Mass extinction events – at least the real ones that happened – are truly fascinating. They wave at us from the fossil record and frighten us with the destructive power and the fact that we do not understand them. They are like a deathly planetary secret – shadows of monsters from a world long gone.

New research coming from Douglas Erwin from the National Museum of Natural History in Washington DC and his colleagues decided to put these shadowy monsters against monsters that could prove scary in the future. An artificial intelligence powered by one of the most powerful supercomputers of the world challenged a mass extinction event that was in the fossil record. And the AI performed quite well – if you consider the cancellation of one of the five largest extinction events as a success.

We know well that the fossil record is full of holes. That makes our ideas about biodiversity during Earth's history quite hard – including our ideas about mass extinction events. Simply said – the fossil record brings paleontologists to the brink of insanity. Erwin and his colleagues decided to take a purely statistical approach. They analyzed one-hundred thousand records of about eleven thousand ocean lifeforms from various periods between the beginning of the Cambium period and the beginning of the Triassic period. The fossils of these lifeforms were found in Europe and China. The analysis covers roughly a period of three-hundred million years.

Of course, this approach is very demanding computationally.

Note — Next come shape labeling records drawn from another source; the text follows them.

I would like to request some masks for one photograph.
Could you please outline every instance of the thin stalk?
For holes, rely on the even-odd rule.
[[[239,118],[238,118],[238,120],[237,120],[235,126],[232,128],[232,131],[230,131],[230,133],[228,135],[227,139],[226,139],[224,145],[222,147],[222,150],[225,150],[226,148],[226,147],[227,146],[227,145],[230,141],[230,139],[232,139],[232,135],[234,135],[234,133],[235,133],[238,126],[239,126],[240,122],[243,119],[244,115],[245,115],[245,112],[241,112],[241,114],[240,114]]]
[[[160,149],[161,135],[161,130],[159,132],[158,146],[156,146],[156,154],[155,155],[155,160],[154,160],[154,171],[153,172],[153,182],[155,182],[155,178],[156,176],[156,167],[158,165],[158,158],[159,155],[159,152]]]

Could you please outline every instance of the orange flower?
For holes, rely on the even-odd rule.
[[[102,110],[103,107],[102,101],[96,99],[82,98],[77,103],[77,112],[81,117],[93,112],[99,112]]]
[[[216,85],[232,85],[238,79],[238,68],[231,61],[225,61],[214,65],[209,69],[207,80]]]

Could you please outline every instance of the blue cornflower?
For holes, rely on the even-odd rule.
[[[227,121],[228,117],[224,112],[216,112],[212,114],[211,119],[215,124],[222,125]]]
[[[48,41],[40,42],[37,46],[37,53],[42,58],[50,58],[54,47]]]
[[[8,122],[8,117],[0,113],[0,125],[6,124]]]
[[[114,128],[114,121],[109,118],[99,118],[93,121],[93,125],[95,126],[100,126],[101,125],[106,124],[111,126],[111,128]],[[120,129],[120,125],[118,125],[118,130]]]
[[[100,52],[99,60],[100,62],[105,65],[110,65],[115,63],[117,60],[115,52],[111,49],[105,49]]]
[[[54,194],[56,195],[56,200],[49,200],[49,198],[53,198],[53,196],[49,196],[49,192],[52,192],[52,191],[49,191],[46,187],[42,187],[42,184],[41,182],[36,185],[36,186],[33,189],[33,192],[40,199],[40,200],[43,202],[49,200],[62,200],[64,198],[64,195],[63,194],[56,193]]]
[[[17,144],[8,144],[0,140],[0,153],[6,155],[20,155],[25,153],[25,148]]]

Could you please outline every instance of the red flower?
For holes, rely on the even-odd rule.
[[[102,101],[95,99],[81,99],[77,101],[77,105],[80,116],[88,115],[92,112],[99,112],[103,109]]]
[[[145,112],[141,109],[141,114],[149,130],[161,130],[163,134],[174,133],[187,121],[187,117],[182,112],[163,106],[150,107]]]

A normal computer would require many years for such an analysis. The researchers thus used the services of the Tianhe-2 supercomputer that can be found in China and is currently the fourth most powerful supercomputer in the world.

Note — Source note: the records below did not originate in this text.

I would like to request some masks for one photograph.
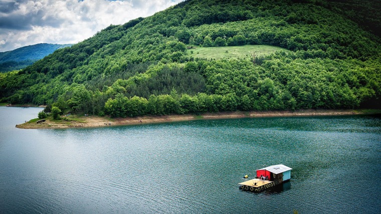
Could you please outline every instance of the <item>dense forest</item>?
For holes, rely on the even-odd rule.
[[[0,52],[0,72],[24,68],[58,48],[71,46],[71,44],[41,43],[19,48],[13,50]]]
[[[381,2],[360,3],[186,0],[1,74],[0,101],[113,117],[379,108]],[[192,54],[263,44],[287,51]]]

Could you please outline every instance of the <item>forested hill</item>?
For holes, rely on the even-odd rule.
[[[112,116],[379,108],[380,1],[351,2],[185,1],[2,74],[1,102]]]
[[[23,69],[44,58],[58,48],[70,47],[71,44],[41,43],[0,52],[0,72]]]

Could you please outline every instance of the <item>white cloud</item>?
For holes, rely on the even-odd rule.
[[[146,17],[182,0],[3,0],[0,52],[38,43],[74,44],[110,24]]]

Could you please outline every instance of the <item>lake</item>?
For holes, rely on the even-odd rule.
[[[381,213],[381,118],[200,120],[21,130],[0,107],[0,212]],[[281,189],[238,183],[276,164]]]

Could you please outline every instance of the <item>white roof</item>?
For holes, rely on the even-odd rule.
[[[286,171],[292,170],[288,166],[286,166],[283,164],[278,164],[278,165],[273,165],[270,166],[261,168],[261,170],[266,170],[271,172],[274,173],[275,174],[279,174],[280,173],[284,172]]]

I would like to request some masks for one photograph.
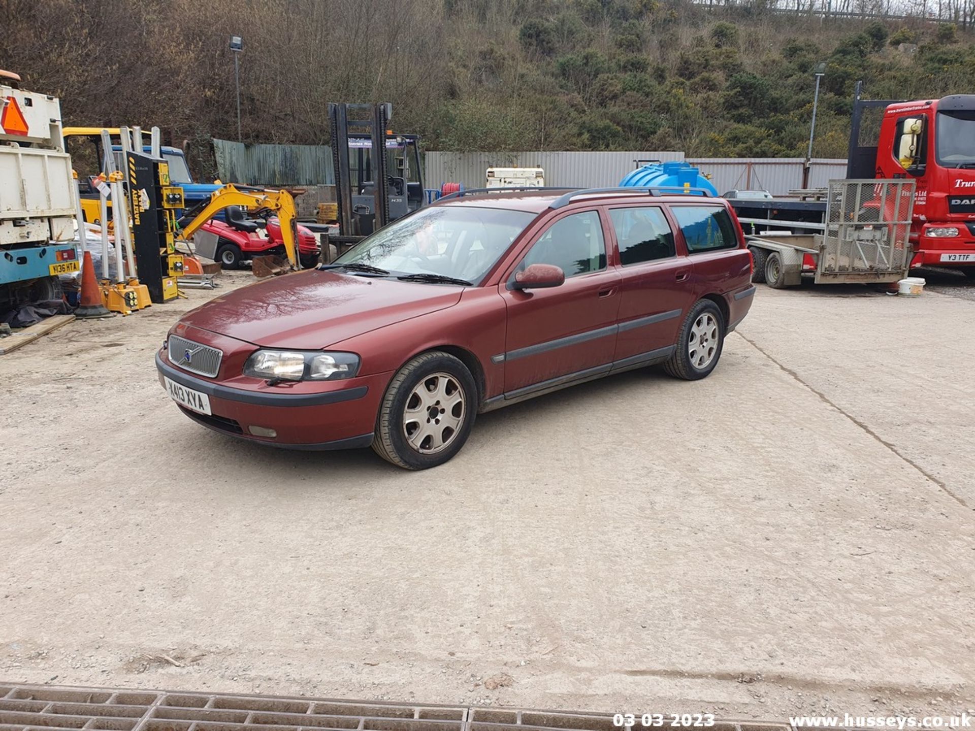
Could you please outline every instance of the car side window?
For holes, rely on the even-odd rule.
[[[610,209],[623,266],[674,256],[674,232],[657,207]]]
[[[557,220],[531,245],[519,268],[529,264],[555,264],[566,279],[605,269],[606,249],[599,212],[586,211]]]
[[[675,206],[671,209],[683,233],[687,253],[737,249],[738,237],[722,206]]]

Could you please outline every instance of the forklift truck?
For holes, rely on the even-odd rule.
[[[392,114],[389,102],[329,104],[338,236],[323,242],[327,262],[326,244],[342,253],[426,202],[419,135],[394,135],[388,129]],[[375,154],[380,149],[383,154]]]

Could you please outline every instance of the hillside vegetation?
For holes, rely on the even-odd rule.
[[[191,146],[237,136],[231,34],[254,142],[325,143],[329,101],[388,100],[426,149],[802,156],[825,61],[813,154],[845,157],[858,78],[874,98],[975,91],[954,25],[760,5],[0,0],[0,67],[60,96],[65,124],[159,125]]]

The supercomputer AI mapped the development of biodiversity in the given period and concluded that one of the five mass extinction events never happened. It is the Devon mass extinction event. Well, it's not likely beings didn't die during that period but the analysis indicates that there was no sudden catastrophe but a slow decline of ecosystems that took place over fifty million years.

There is one problem though – there is no formal definition of what a mass extinction event is. Every one can imagine something a bit different. Most experts can somewhat agree that during a mass extinction event a large number of species go extinct during a relatively short time-frame. A fun fact is that it is really hard to figure out how long the mass extinction event was from the fossil record. Was it a week? A thousand years? Or ten million years? Now imagine how heated the debates about mass extinctions and the mechanisms that accompany them. No surprise that the number of mass extinction events can vary from three to twenty between different scientists. And since now AI has entered the game it can only get more interesting.